Mood: mischievious
Topic: "Chutzpah Hooters" (4)
The gentleman, seated in a wheelchair, accompanied by a fellow entrepreneur, greeted his audience and said into the microphone "It is time for Congress to rejuvenate America." Frodo looked up, in partial recognition of the gravelly-voiced speaker, and in order to take note of what was being broadcast on his black-and-white. As the story line unfolded, Frodo's interest in any indication of activity toward economic recovery was readily apparent, but there was also a sparkle in the corner of his eye.
The speaker, and former resident of Gwinnett County, Georgia (frequent readers will remember the "Runaway Bride," 'the Barbie Bandits," and other evidences of sub-human behavior in this locale) was making a televised appeal for government assistance to an economically-depressed segment of American industry. With rapier precision, he was advocating the committment of $5Billion to provide a stimulus to "the adult entertainment industry." The speakers' name was Larry Flynt. The former publisher of "Hustler" magazine was accompanied by the President and CEO of "Girls Gone Wild," the artful presenter of boobs from Bourbon Street to Panama City. Frodo was entranced.
It is sometimes difficult, according to Frodo, to separate legitimate opinion from satire. A businessman who was permanently paralyzed by a failed assassination attempt would seem to be a logical advocate for an industry which attracted the venemous effort on his life.
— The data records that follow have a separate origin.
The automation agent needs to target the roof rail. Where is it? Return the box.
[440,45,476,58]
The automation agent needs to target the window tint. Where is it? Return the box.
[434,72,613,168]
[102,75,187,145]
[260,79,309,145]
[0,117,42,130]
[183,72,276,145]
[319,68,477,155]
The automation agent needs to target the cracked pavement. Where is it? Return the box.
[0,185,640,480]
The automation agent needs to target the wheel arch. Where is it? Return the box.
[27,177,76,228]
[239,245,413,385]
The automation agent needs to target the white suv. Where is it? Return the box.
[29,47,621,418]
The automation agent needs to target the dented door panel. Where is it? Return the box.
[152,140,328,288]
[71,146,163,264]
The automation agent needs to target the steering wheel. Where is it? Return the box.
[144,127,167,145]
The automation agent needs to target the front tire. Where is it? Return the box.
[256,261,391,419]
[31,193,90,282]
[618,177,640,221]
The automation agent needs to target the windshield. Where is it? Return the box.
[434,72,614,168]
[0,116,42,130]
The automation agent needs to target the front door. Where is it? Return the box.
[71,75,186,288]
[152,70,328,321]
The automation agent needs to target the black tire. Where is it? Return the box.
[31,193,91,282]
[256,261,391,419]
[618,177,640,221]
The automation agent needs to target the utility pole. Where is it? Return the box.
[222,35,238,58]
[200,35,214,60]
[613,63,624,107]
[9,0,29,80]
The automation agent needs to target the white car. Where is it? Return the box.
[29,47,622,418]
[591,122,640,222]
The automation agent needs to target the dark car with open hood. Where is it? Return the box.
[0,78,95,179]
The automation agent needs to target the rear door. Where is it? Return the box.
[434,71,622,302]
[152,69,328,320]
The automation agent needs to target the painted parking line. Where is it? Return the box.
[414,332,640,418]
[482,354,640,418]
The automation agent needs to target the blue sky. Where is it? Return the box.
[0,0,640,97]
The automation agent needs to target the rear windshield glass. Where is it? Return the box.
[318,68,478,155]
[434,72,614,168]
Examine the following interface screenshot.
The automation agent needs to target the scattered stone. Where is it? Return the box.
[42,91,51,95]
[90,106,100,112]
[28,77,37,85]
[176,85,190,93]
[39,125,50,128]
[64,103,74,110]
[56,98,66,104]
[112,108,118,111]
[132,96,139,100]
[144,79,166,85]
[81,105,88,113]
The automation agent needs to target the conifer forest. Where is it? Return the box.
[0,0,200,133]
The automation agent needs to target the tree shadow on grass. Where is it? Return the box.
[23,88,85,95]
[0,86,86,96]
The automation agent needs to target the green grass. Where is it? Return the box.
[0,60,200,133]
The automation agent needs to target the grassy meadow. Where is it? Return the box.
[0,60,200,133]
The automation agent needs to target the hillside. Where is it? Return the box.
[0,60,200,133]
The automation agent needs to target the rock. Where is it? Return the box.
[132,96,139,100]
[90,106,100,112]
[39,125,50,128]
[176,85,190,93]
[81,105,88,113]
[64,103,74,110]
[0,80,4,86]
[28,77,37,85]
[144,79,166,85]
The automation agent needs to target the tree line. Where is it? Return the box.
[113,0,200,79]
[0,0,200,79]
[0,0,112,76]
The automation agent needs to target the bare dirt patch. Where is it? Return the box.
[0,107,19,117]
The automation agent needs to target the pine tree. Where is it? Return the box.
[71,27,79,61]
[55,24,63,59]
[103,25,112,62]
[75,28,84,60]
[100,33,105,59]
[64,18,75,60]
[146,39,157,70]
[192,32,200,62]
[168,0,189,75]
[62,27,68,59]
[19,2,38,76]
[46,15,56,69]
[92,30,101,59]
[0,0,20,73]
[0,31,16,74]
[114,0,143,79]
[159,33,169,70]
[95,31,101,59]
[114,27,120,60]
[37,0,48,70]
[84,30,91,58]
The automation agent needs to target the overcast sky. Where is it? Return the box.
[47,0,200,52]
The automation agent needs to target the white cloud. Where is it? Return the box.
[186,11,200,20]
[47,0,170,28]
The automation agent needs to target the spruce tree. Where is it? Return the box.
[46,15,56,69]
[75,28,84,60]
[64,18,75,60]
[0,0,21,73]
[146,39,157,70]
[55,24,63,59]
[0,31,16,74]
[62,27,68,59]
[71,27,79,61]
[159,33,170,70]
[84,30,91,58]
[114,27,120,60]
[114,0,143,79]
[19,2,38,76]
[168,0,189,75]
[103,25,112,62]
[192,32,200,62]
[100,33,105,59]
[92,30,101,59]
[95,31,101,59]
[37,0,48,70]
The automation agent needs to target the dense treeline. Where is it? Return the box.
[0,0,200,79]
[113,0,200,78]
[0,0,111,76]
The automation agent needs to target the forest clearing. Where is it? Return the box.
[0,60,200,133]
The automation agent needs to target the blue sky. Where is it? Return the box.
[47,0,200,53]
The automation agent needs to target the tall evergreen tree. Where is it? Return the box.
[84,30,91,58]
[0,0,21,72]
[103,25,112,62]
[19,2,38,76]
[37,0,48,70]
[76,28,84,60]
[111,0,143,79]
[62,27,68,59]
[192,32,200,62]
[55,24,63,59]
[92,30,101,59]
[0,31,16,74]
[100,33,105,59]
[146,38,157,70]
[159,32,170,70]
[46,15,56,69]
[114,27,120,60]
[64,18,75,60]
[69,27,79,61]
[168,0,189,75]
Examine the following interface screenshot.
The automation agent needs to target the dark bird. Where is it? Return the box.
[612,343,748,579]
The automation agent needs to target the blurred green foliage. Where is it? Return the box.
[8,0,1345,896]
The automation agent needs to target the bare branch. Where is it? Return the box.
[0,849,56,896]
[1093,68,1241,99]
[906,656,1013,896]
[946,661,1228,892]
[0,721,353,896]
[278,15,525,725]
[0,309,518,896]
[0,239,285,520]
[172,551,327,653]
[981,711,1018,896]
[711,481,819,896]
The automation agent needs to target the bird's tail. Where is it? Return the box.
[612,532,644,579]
Remembering also, thought Frodo, that Flynt offered a $1Million reward for information to anyone who could provide definitive evidence of sexual misconduct by the inquisitors of William Jefferson Clinton. The reward was claimed by the ex-wife (one of) Bob Barr (R-GA) who was then serving as one of the main accusators, who subsequently ran for the Presidency himself, as a "Libertarian" no less.
Frodo is no fan of either Larry Flynt or Bob Barr. Frodo is an adult who enjoys entertainment however. Therein lies the conundrum.
Although it is highly likely that Mr. Flynt revels in a periodic attempt at fifteen minutes or so of fame from time-to-time, Frodo also notes the public service that such satire offers to the citizenry of Middle Earth. It gets us all thinking about stimulus, economic or otherwise.
Didn't Lynda Lovelace hail from somewhere around Tupelo?